The 1980s and early 1990s were a strange period of speculation in collectibles. People paid hefty prices to acquire collectibles as an “investment” and anticipated even heftier prices on future resale. The generator for collector interest in Lladró during that period was the secondary market Lladró auctions held in Florida and California. These auctions helped establish secondary market pricing for Lladró during the collecting boom of that time. Even back then, however, organizers often complained they couldn’t get better-heeled collectors to part with some of their most appealing items once it became clear the auctioneers couldn’t promise them the inflated gavel price of their dreams.

Here it was, a mere 20 years later, and people who were lucky enough to have bought these earliest Lladró pieces wanted antique prices for them. The culture’s expectation of instant gratification in all things means that people can’t even wait a decent few decades for the aesthetically worthy to be worth money. Nostalgia for the “hot market” lingers, and it blinds consumers to the realities of what has become, and has been for the better part of a decade, a soft market in collectibles of all kinds.

The current trough in the real estate market notwithstanding, a finely built house purchased at pre-inflated prices will have inherent value, but that saltbox ranch that someone paid a quarter million for back in 2002? One can only wince. Similarly, a well-made antique or collectible will weather the ravages of economic downturn – provided the owner didn’t pay too much for it in the first place.

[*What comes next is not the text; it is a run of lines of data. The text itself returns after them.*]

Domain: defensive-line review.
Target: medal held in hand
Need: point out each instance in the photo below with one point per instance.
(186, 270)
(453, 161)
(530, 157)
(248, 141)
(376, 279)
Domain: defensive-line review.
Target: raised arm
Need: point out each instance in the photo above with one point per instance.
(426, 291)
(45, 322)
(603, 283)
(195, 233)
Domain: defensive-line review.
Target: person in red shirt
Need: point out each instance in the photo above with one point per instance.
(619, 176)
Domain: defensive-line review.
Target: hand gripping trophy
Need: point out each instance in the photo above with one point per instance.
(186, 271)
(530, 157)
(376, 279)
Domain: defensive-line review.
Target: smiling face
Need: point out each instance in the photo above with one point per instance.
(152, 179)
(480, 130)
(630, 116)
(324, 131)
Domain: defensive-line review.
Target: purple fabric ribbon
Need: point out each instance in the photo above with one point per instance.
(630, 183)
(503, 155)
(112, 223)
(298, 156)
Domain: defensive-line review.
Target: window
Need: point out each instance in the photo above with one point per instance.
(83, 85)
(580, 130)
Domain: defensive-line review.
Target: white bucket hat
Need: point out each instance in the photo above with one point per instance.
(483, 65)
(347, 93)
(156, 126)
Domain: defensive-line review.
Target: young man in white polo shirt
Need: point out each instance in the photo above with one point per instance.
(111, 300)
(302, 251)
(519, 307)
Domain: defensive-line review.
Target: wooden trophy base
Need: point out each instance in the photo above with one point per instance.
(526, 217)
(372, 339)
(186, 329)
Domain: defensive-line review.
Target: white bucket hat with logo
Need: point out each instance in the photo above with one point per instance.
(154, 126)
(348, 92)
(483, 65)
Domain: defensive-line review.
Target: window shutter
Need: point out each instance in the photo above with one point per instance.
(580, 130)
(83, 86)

Yet we see still see secondary market prices – on Lladró and other things – set as if the economy were still going great guns and people still had all kinds of discretionary income to “invest” in decorative arts. The challenges of getting real on pricing in the trade are aggravated by pressures on dealers from private sellers and consignors who expect to sell at pre-crash prices. If the “book” from 1992 says the item’s worth $300, then by Jove, they’re not going to make a penny less on resale – never mind that a dealer has to be able to make a profit, too. On the other hand, dealers do well to remember that the “profit margin” thing works both ways: the end-buyer wants an “equity margin.” Even the most avid collector, one who collects to keep, wants to feel there’s some room left in the acquisition price should the collector ever have to sell the item.

How motivated are you as a seller?

And that, in turn, has ramifications for dealer pricing. A motivated buyer takes a motivated seller. If your consignors and sources of bought merchandise can’t sell the item so there’s room in it for you, then you might diplomatically suggest to them that they’re not ready to sell. Conversely, if you can’t price the item with a little equity left in it for a buyer, then I would submit you’re not ready to sell.

Ultimately, of course, the answer to the question, “What’s it worth?” is “Whatever someone’s willing to pay you for it.” And that answer is almost never, unless the item is truly extraordinary, going to be top dollar – at least, not in this economy.

So if you have lovely merchandise for which you know there’s a thriving collector market out there, and those pretties have been sitting in your display case long enough to sprout mold and moss, chances are they’re priced too high. Isn’t it better to make less profit – or even take a loss – than to have the eyes of repeat customers (a good portion of most dealers’ bread and butter) glaze over every time they pass your display because they already know exactly what’s there?